Kneeling on the other side of the corpse, Keshu slipped his left hand beneath hair and head and started to lift it. Though he applied very little pressure, it moved freely. Too freely.

"Neck's broken. Must have hit awkwardly and then the cat fell on her. Too much weight for small bones." In death, she looked quite peaceful. At ease. Now he would never know what had motivated her to commit all those killings, all those senseless murders. Because even without conclusive proof, based on everything he had seen this night he was confident that the department had found its serial killer. The stealthy stalking, the presence of the sword: everything pointed to not just a suspect, but to one who was as guilty as he and Subrata and all the others who had participated in the hunt for this woman believed.

And while he might have preferred it to have turned out otherwise, at least he would be spared the need to produce irrefutable evidence at a trial.

He straightened. Overhead, the first of two backup choppers was descending toward the water hole clearing on noise-cancelled blades. "Pack her up. Make sure Forensics handles the weapon carefully. There might be indicators present: blood, DNA, hair. Like sins, evidence is not easily washed away. Minute amounts can get caught between blade and hilt, or on the decorated handle."

"Yes, Chief Inspector." Turning, Johar gestured in the direction of the two unknown dead men. "What about them?"

Keshu was only mildly curious, but wholly professional. "Full body workup. Might be some kind of connection that can be established later. In a case like this, when you can't be sure quite what's going on, you don't want to overlook anything."

The lieutenant nodded. Pulling his spinner, he began establishing contact with the arriving teams. Walking slowly away from the increasingly busy site, Keshu halted at the place where the clearing gave way to dense undergrowth. The tiger had vanished within, swallowed up as if it had never been. A specter, a wraith, a phantom of the jungle. But one that had left behind all-too-graphic evidence of its presence.

They would have to notify Wildlife and Game of the incident, he knew. He did not think he would have to remind Johar to do so. The lieu tenant was very efficient. Standing there in darkness increasingly filled with the noise of men and their machines, an old rhyme came to him.

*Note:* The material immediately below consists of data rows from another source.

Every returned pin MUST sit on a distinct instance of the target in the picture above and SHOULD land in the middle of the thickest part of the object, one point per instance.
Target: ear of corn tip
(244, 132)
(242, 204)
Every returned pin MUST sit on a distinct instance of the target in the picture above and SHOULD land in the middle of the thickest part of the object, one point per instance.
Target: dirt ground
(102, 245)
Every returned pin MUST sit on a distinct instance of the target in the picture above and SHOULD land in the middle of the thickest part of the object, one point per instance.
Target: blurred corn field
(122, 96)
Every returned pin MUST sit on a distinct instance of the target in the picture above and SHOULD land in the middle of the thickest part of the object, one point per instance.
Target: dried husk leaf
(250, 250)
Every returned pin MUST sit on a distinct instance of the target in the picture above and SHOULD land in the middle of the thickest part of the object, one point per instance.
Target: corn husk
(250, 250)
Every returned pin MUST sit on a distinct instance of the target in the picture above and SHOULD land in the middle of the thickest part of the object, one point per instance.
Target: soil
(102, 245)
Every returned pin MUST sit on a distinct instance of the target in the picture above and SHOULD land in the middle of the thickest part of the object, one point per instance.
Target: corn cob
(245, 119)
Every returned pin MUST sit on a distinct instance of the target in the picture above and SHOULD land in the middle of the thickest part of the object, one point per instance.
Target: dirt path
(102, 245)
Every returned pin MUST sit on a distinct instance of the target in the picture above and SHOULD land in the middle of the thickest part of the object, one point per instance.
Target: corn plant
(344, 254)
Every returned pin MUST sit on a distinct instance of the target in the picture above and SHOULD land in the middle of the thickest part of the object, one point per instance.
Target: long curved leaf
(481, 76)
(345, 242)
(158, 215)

Tyger, tyger, burning bright, In the forest of the night.

Turning, he looked back to where specialists were now swarming around the broken body of the foreign woman. Was she truly, for certain, inarguably, the serial murderess? Or were the improbable events of this night no more than a fantastical sequence of misattuned coincidences, and the real mass murderer was still out there somewhere, stalking the depths of the city?

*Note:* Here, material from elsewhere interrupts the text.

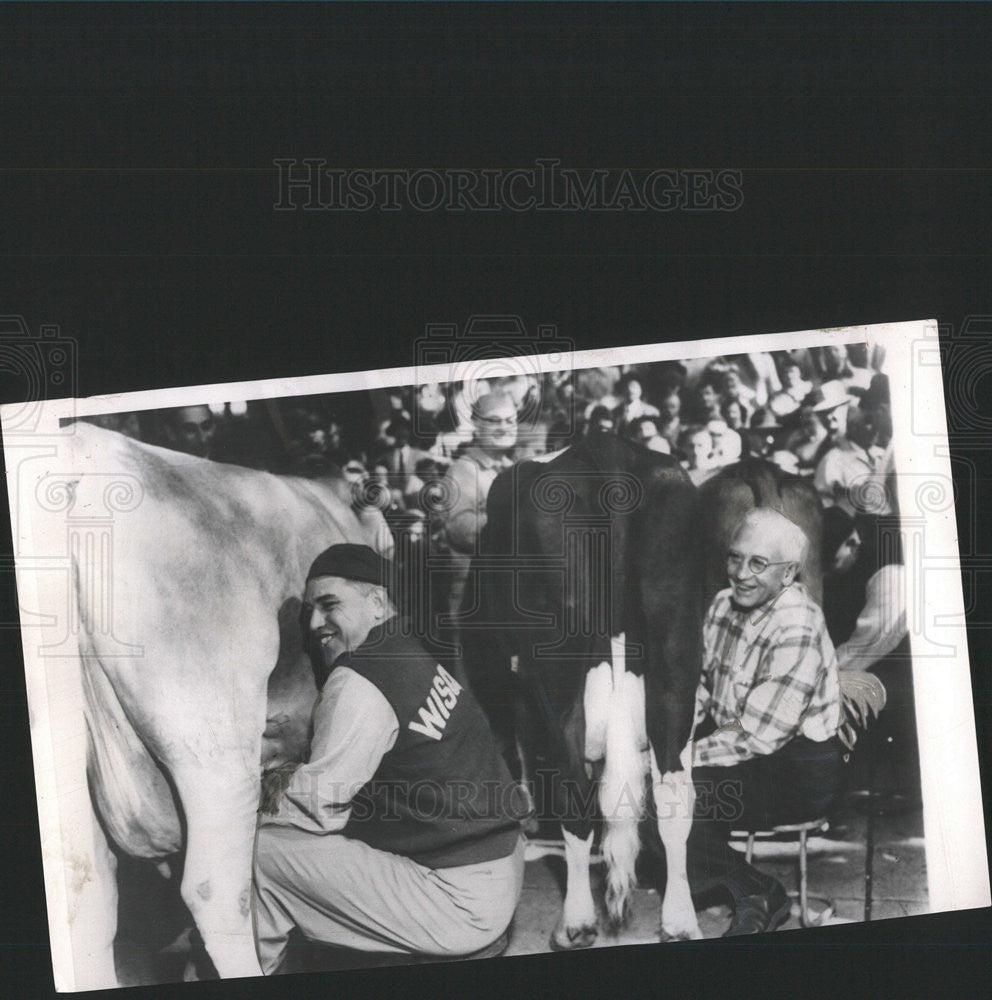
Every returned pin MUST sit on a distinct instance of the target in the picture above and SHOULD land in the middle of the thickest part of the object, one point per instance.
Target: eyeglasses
(756, 564)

Well, there was one way he would know for certain. If the killings stopped. In that event, he did not know whether to thank the tiger or condemn it. If the woman lying dead on the ground behind him was in truth the one responsible, then victims unknown and unnamed should give thanks to the big cat. If not…

He decided he was confident. The circumstantial evidence might not be conclusive, but it was credible. There would be no court trial, no summoning of witnesses, no lengthy parade of long-winded authorities. The thing was done.

Sometimes, he reflected somberly, in spite of what its tens of mil lions of fractious, exuberant, milling inhabitants might want, or even just one very weary police inspector, India went ahead and took matters into its own primordial, indomitable hands.